Recently, both Microsoft and Sony released statements to the affect that the Xbox 360 and Playstation 3 are not gaming consoles, but are instead media centers. Here are my thoughts.

It is well documented that, unlike when the PS2 launched, DVD players and even burners are commonplace within homes. It is terribly likely that most of the condensed functions we find in the aforementioned "consoles" are already covered by equipment consumers already possess. Thus, the main draw for people must be the one thing we know they certainly can't have now, the next generation gaming console.

Now, given the market shares of Sony and Microsoft for the PS2 and Xbox, it is entirely likely that people interested in those companies' next offerings already have their previous ones.

We must assume that Sony and Microsoft plan to price these media centers below the cost of manufacturing. If this is not the case, the price will be extremely prohibitive (at least $500 if no $700 each). This means that both companies must try and rely on software and related sales to make up the deficit (both companies aren't exactly producing movies to play on these media centers).

Given the likely cost of the new systems ($300-$400) they really need a good software draw. Both companies had impressive showings at E3, although there was skepticism as to Perfect Dark Zero's ability to be complete prior to the launch of the Xbox 360. The question here is will it be enough.

Nintendo's system is built to be a gaming console, with the option of paying extra for add-ons to play movies and whatever else you may need. That's their advantage. You can buy all the bells and whistles the other consoles have (maybe not quite, but almost) if you want them. If you already have a DVD player, the Revolution will be that much cheaper than the competition.

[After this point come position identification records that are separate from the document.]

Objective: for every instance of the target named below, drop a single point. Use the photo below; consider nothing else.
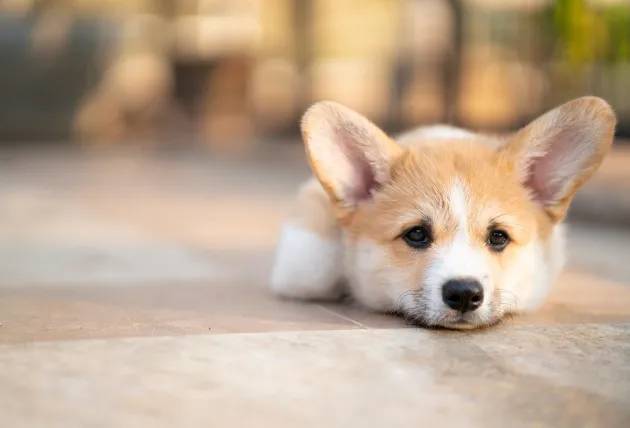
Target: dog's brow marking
(459, 210)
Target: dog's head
(455, 233)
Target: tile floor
(133, 293)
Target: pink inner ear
(363, 174)
(549, 173)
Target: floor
(133, 292)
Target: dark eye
(417, 237)
(498, 240)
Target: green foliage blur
(585, 34)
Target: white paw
(307, 266)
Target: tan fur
(413, 184)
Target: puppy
(447, 227)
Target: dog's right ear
(350, 156)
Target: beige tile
(560, 376)
(576, 298)
(40, 314)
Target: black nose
(463, 295)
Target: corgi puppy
(447, 227)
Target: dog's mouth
(455, 321)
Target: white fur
(459, 258)
(307, 266)
(380, 290)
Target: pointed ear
(349, 155)
(558, 152)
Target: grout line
(343, 317)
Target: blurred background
(233, 74)
(138, 137)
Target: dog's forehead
(453, 182)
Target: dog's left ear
(558, 152)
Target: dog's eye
(498, 240)
(417, 237)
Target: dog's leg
(309, 257)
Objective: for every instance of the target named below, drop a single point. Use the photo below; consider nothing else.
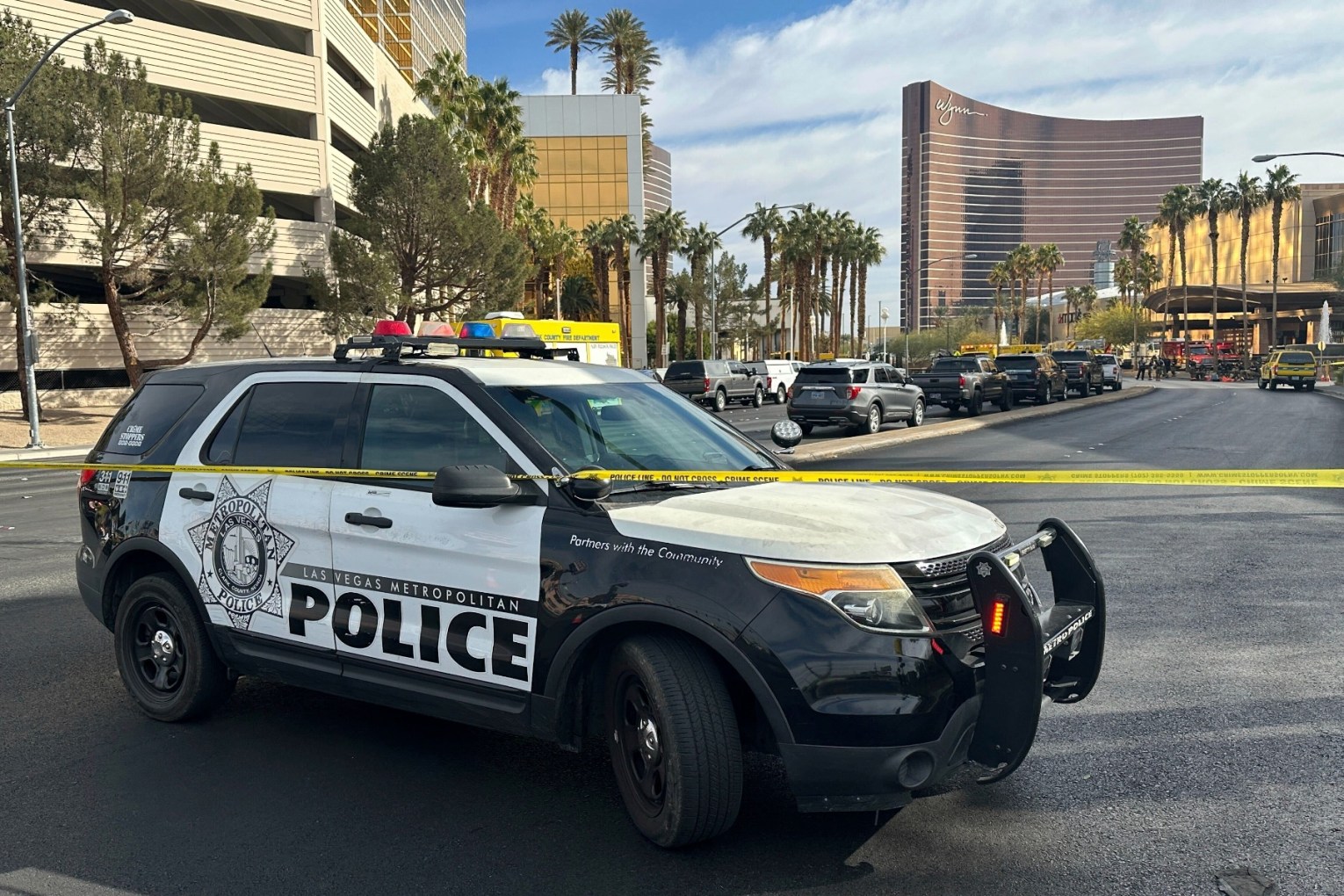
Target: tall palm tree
(1211, 200)
(1049, 259)
(1174, 210)
(624, 236)
(597, 241)
(763, 223)
(1246, 197)
(1281, 187)
(837, 234)
(870, 251)
(700, 242)
(664, 231)
(999, 277)
(1133, 239)
(449, 89)
(1022, 264)
(573, 31)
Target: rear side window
(285, 425)
(418, 428)
(1009, 363)
(148, 416)
(824, 375)
(684, 370)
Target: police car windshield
(626, 426)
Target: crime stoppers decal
(241, 553)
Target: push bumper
(1027, 659)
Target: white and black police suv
(883, 641)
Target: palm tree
(1211, 200)
(573, 31)
(663, 233)
(999, 277)
(700, 242)
(1280, 187)
(1022, 265)
(869, 253)
(1049, 259)
(763, 223)
(446, 85)
(1246, 197)
(597, 241)
(1174, 211)
(624, 234)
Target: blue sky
(509, 37)
(791, 101)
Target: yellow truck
(597, 343)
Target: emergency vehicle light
(391, 328)
(998, 621)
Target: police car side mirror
(589, 488)
(477, 487)
(786, 434)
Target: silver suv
(857, 395)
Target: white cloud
(811, 111)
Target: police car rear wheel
(164, 656)
(674, 738)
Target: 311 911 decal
(241, 553)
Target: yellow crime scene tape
(1326, 479)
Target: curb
(76, 452)
(852, 444)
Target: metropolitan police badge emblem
(241, 553)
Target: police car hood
(819, 523)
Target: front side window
(626, 426)
(285, 425)
(420, 428)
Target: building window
(1329, 245)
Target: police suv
(264, 517)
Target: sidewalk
(65, 430)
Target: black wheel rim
(640, 738)
(156, 650)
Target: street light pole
(20, 273)
(714, 284)
(1283, 155)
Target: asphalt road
(1215, 736)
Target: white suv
(778, 378)
(1109, 371)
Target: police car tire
(697, 736)
(202, 683)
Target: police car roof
(488, 371)
(519, 371)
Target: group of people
(1158, 367)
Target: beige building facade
(1311, 249)
(292, 88)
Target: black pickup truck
(1083, 371)
(969, 382)
(715, 383)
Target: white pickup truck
(778, 378)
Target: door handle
(359, 519)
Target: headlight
(871, 596)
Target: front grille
(943, 591)
(955, 565)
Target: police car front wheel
(163, 653)
(674, 739)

Being centered around being a video game console, I have no doubt that Nintendo will be able to underprice the competition (they always have before, even before this "media center" stuff). The question then is put to consumers, buy extra expensive "media centers" with functions you don't need and in some cases limited backwards compatibility or, buy the actual console with backwards compatibility for numerous consoles complete with the entire history of the greatest franchises included the console from the last generation and keep your other consoles and their libraries?

The argument is somewhat of a stretch, but it makes sense to me.